Genome-scale study of 100 cell lines reveals cancers’ dependencies
William Hahn, MD, PhD
Cancer is not invincible but its weaknesses can be difficult to detect. An effort known as Project Achilles — named after the Greek warrior whose one vulnerability led to his undoing — was launched to develop a systematic way of pinpointing these weak spots. In their largest and most comprehensive effort to date, researchers from the Broad Institute of MIT and Harvard and the Dana-Farber Cancer Institute examined cells from over 100 tumors, including 25 ovarian cancer tumors, to unearth the genes upon which cancers depend. One of these genes, PAX8, is altered in a significant fraction of ovarian tumors — nearly one-fifth of those surveyed in the study. Their results appear online July 11 in Proceedings of the National Academy of Sciences.
“In this project, we’re looking for all of the Achilles’ heels of cancer. That is to say, we’re looking for any instance where you inactivate a gene and affect the survival of cancer cells,” said William Hahn, MD, PhD, a senior associate member of the Broad and an associate professor at Dana-Farber and Harvard Medical School. The researchers silenced or suppressed thousands of genes using short hairpin RNAs (shRNAs), which offer a way to predict the effect of a drug or therapy that targets individual genes.
Recently, researchers involved in another major cancer project, The Cancer Genome Atlas (TCGA), reported that 1,800 genes in the ovarian cancer genome are repeatedly amplified, or present in extra copies. The Project Achilles team silenced more than 10,000 genes in its search for those that are needed for cancer cells to grow and survive. By harnessing the TCGA data, the researchers could rapidly pinpoint which of these 1,800 genes are essential to ovarian tumor growth.
Hahn describes the convergence of these two projects at the Broad Institute as representing a fundamental change in cancer research. “Not only can we characterize what genes are mutated or altered, but we can also simultaneously assess which of those are important functionally,” he said.

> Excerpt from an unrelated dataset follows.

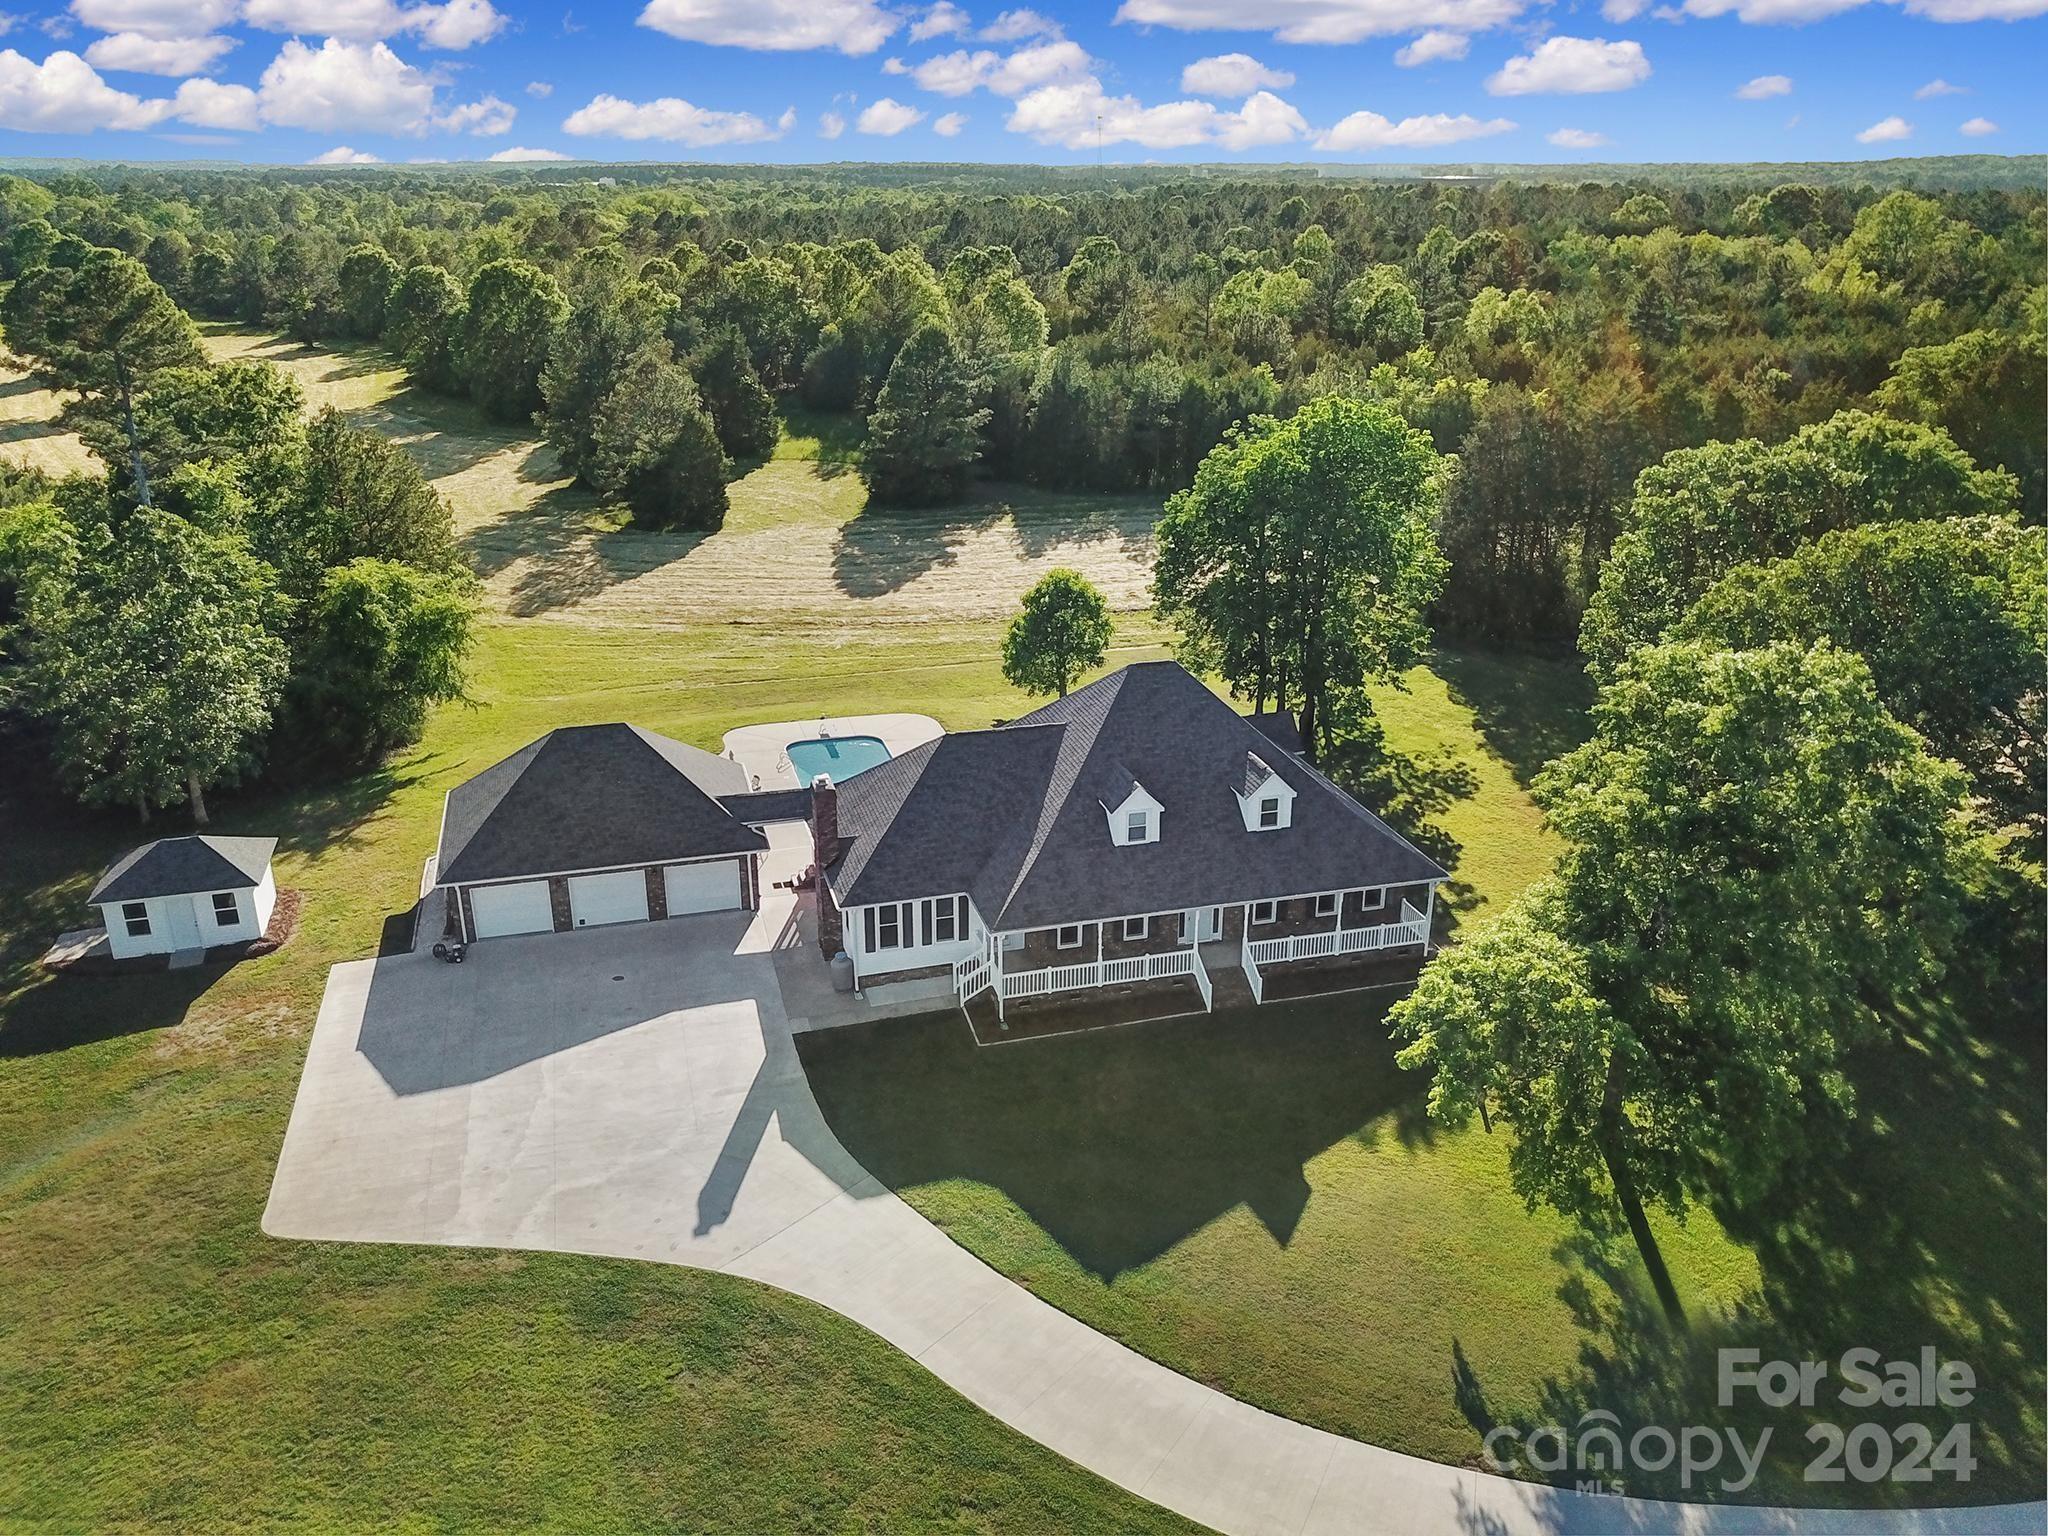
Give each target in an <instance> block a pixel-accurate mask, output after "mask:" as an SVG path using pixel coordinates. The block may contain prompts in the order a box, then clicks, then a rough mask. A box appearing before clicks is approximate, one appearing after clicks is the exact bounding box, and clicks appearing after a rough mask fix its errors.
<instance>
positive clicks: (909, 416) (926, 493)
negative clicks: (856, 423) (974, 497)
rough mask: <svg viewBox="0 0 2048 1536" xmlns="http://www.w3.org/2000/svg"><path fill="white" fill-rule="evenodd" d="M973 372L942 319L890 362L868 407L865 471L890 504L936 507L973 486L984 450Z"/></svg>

The team used a pool of more than 54,000 shRNAs from the library developed by the Broad’s RNAi Platform. “The methods that we have developed in the RNAi Platform make it practical and relatively inexpensive to screen shRNAs at a genomic scale and our first area of application was in cancer research,” said David Root, director of the RNAi Platform. “The scale-up to the 100 cell lines reported in this most recent paper was a big challenge, but we also saw a huge opportunity. With data on many more cell lines, we would have far, far greater power to identify functionally important cancer targets.
The latest Project Achilles research also addresses a fundamental question in cancer biology. For decades, cancer has been classified based on tissue of origin, but within the last ten years, many scientists have suggested that it may be more revealing to classify tumors based on genetic mutations, regardless of where the cancer first began.

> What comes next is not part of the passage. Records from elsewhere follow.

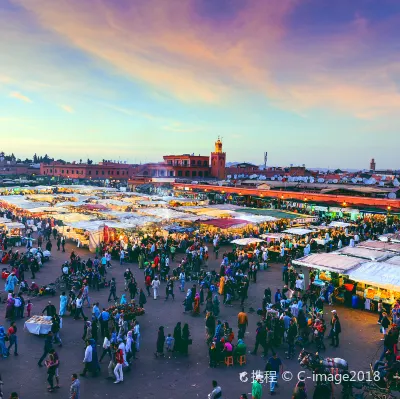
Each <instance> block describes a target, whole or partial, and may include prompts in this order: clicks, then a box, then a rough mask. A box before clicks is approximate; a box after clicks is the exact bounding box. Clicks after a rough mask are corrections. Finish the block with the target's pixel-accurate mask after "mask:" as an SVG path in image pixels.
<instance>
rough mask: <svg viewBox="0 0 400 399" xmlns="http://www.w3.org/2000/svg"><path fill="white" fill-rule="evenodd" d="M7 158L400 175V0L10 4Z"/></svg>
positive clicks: (2, 15)
mask: <svg viewBox="0 0 400 399" xmlns="http://www.w3.org/2000/svg"><path fill="white" fill-rule="evenodd" d="M0 37H1V38H2V39H1V40H0V139H1V147H2V148H1V150H3V151H5V152H6V153H11V152H14V154H16V155H17V156H18V157H21V158H25V157H31V156H32V155H33V154H34V153H38V154H42V155H43V154H44V153H48V154H50V155H51V156H53V157H55V158H63V159H66V160H79V159H86V158H90V159H93V160H95V161H100V160H102V159H103V158H105V159H112V160H117V161H127V162H150V161H152V162H154V161H161V160H162V156H163V155H165V154H179V153H196V154H202V155H207V154H209V153H210V152H211V151H212V150H213V147H214V142H215V140H216V139H217V138H218V136H220V137H222V141H223V145H224V151H226V153H227V161H228V162H234V161H238V162H242V161H248V162H253V163H256V164H262V163H263V153H264V151H267V152H268V164H269V165H281V166H286V165H289V164H295V165H300V164H306V166H308V167H330V168H336V167H342V168H360V169H362V168H369V162H370V159H371V158H375V161H376V163H377V168H378V169H379V168H381V169H383V168H393V169H400V157H399V156H398V152H399V149H400V92H399V88H400V39H399V38H400V1H398V0H351V1H349V0H335V1H332V0H113V1H111V0H84V1H82V0H1V1H0Z"/></svg>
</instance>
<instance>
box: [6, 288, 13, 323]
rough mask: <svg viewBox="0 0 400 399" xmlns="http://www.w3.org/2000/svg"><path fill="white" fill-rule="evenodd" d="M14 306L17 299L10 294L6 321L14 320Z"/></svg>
mask: <svg viewBox="0 0 400 399" xmlns="http://www.w3.org/2000/svg"><path fill="white" fill-rule="evenodd" d="M14 304H15V299H14V297H13V294H11V293H9V294H8V297H7V306H6V319H7V320H12V319H13V318H14Z"/></svg>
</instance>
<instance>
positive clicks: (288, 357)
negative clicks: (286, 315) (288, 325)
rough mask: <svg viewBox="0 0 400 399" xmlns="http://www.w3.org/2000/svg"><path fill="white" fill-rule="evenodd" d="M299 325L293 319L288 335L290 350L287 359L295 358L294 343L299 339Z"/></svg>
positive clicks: (287, 353)
mask: <svg viewBox="0 0 400 399" xmlns="http://www.w3.org/2000/svg"><path fill="white" fill-rule="evenodd" d="M297 332H298V331H297V324H296V323H295V321H294V320H293V319H292V320H290V325H289V329H288V333H287V341H288V345H289V349H288V352H287V356H286V359H290V358H292V357H293V356H294V341H295V339H296V337H297Z"/></svg>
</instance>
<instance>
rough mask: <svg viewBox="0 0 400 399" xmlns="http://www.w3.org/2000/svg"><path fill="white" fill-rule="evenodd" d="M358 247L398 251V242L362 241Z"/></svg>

“Many of us in the genomics field — including myself — were thinking that maybe someday, we won’t care about the organs that cancers come from, that we will only care about the genetic mutations that drive them,” said Hahn. “What’s emerging from TCGA and our Project Achilles work is that lineage will continue to be important.”

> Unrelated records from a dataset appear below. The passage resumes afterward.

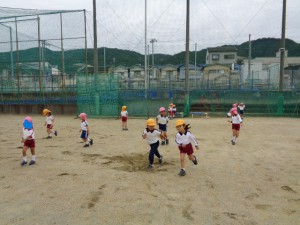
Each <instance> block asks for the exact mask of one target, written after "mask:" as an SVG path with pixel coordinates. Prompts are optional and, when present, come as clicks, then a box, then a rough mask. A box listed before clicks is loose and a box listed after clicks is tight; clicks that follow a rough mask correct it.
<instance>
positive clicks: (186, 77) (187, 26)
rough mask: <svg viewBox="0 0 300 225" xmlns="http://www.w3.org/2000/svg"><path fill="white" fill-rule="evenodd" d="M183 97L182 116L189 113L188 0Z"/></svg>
mask: <svg viewBox="0 0 300 225" xmlns="http://www.w3.org/2000/svg"><path fill="white" fill-rule="evenodd" d="M185 42H186V43H185V99H184V116H189V114H190V96H189V70H190V69H189V63H190V0H187V1H186V37H185Z"/></svg>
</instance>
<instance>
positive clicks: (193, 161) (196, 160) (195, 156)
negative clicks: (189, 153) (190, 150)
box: [193, 155, 198, 165]
mask: <svg viewBox="0 0 300 225" xmlns="http://www.w3.org/2000/svg"><path fill="white" fill-rule="evenodd" d="M193 163H194V164H195V165H197V164H198V161H197V158H196V156H195V155H194V160H193Z"/></svg>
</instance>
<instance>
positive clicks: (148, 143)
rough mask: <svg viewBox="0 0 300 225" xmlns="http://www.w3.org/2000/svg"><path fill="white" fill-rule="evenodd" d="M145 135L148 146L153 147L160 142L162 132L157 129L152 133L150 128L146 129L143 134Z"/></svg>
mask: <svg viewBox="0 0 300 225" xmlns="http://www.w3.org/2000/svg"><path fill="white" fill-rule="evenodd" d="M144 134H146V139H147V142H148V144H149V145H151V144H154V143H156V142H158V140H159V137H160V135H161V132H160V131H158V130H156V129H154V130H151V131H150V130H149V129H148V128H146V129H145V130H144V132H143V135H144Z"/></svg>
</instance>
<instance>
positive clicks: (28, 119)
mask: <svg viewBox="0 0 300 225" xmlns="http://www.w3.org/2000/svg"><path fill="white" fill-rule="evenodd" d="M21 142H22V143H24V145H23V149H22V154H23V160H22V163H21V166H25V165H26V164H27V155H26V152H27V150H28V149H29V148H30V151H31V155H32V157H31V161H30V162H29V165H34V164H35V161H36V155H35V140H34V130H33V124H32V119H31V117H29V116H27V117H25V119H24V121H23V137H22V141H21Z"/></svg>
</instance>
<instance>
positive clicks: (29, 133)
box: [23, 128, 34, 140]
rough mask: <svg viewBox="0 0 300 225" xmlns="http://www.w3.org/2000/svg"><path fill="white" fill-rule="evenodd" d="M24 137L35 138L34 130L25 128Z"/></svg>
mask: <svg viewBox="0 0 300 225" xmlns="http://www.w3.org/2000/svg"><path fill="white" fill-rule="evenodd" d="M23 139H24V140H26V139H27V140H34V130H33V129H30V130H28V129H25V128H23Z"/></svg>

Hahn suspects that in some cases, this may have to do with the way that different organ systems develop. One of the top genes that the Project Achilles team detected in ovarian cancer cells is PAX8, which plays an important role in the development of the female reproductive system. They found too many copies of PAX8 in 16 percent of the ovarian cancers they examined. In cell lines where PAX8 was overexpressed, suppressing PAX8 led to cell death.
In addition to their findings in ovarian cancer, the researchers found that looking across cancer types can reveal cancer-causing genes, but only if a large number of samples is considered.
“A traditional way of doing these experiments was to compare one cell line versus another cell line,” said Hahn. “When you test that, it turns out that’s not a very robust way of doing things. What we show in this paper is that if you have eight or nine cell lines that you’re comparing against each other, then your confidence in the candidates that emerge increases.”
In the coming months, Hahn and his team plan to pursue the PAX8 result. Although the gene encodes a transcription factor, a class of master control proteins that have been pessimistically labeled “undruggable,” the researchers will team up with the Broad’s Chemical Biology Platform to look through hundreds of thousands of unique compounds to find one that can neutralize PAX8. “PAX8 is a transcription factor and it’s considered a difficult or impossible target to make drugs against, but that’s exactly the kind of project that the Broad likes to take on,” said Hahn.
Meanwhile, the Hahn lab, RNAi Platform, and other Broad investigators are further pursuing the Project Achilles strategy, screening many more cell lines and devising new analysis methods to nominate promising target genes in many different types of cancer.
All of the data generated through Project Achilles is publicly available at http://www.broadinstitute.org/IGP. The efforts of Project Achilles were made possible through support from: National Institutes of Health Grants R33 CA128625, RC2 CA148268, and U54 CA112962, Novartis Pharmaceuticals, Richard Hunt, and the H. L. Snyder Foundation.